I tell people all the time that I have the best job in the world. I know, we all hear different versions of this. Different people have different types of work, and many claim to love it. But I mean it. Really mean it. (Not that others don’t, mind, but I don’t think all of them do.) When I am at my appraisal table, I meet gazillions of people, get to see their quilts, and I hear so many stories. The scenery is ever-changing, and always interesting.

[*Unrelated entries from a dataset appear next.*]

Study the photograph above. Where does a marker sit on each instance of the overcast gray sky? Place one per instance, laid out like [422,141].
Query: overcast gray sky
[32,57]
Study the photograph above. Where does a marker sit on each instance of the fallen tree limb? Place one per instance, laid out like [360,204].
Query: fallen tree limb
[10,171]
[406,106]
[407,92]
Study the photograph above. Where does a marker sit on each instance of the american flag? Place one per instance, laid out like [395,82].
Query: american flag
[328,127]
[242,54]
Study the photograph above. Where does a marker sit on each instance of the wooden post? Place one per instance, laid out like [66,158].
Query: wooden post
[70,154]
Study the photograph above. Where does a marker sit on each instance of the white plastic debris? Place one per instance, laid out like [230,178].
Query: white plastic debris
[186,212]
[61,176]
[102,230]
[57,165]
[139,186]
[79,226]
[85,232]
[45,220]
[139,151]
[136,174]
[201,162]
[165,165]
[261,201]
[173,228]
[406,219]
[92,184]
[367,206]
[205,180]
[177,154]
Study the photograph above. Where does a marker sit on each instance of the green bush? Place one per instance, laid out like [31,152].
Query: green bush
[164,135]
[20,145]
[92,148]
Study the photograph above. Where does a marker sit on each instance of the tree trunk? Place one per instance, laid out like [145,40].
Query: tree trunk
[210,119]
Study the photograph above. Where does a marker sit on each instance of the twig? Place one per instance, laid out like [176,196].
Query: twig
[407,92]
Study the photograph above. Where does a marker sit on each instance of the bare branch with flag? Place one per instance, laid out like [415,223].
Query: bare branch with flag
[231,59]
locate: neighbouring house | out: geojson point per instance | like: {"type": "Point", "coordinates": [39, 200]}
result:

I see a lot of similar quilts, it’s true. When a specific pattern is especially popular, I will see a bunch of of quilts out of it over several shows. Then the next pattern becomes more popular. Sometimes, though, there are “trends” even among vintage and antique quilts. I might see an inordinate number of crazy quilts one weekend, or what feels like nothing but Grandmother’s Flower Garden quilts another. Now, it is true that there are a lot of both of those style quilts around, so seeing a lot of either isn’t a huge surprise. But out of twenty (just to give a number), I might see fifteen of one style on a given weekend. I have no idea why this is, but it’s kind of funny.
Sometimes, though, I get to see more unusual pieces. That is always fun. It thrills me to see a quilt that shows a particular maker’s personality, or his or her decision to do things a little differently. This holds true whether the quilt in question is new or old.
This past weekend, a lady brought me a quilt for which she said she’d never been able to find a pattern name. I recognized the pattern as “My Graduation Class Ring,” immediately, since I’ve seen it before, but there was something just a little unusual about it. (By the way, “My Graduation Class Ring” was published in the Kansas City Star on April 3, 1935, just in case you wondered.) Take a look at the photos below (posted with permission) and see if you can tell what is so different about this one:
Here is a photo of one done traditionally:
I’ll bet you can see it now, right? True, the green arcs in the first one vary, but that’s not it. That isn’t terribly unusual in a quilt as scrappy as this one. It’s the addition of the blue alternate blocks that really makes all the difference.
This was no novice piecer, I don’t think. Rather than applique her circles onto a plain ground, she stitched them into a pieced ground. Cool stuff, huh?
Below is a photo of the original quilt pattern as published (I took this off of eBay since I couldn’t find the pattern in my own collection). You can also see a diagram of it at #4267 in the Brackman encyclopedia (at left). You can see that the pattern is sort of a Double-Wedding-Ring-meets-Dresden-Plate idea, right? At least to my eyes it is, with the funny curvy bits a la French Star. I really love the pattern but will probably not be making it any time soon.
You probably already know that I am not much for following patterns. I did that for years and year and got bored with it, and now I just play along until I think of another way to do things. How about you? Do you mess around with patterns to create your own version of things?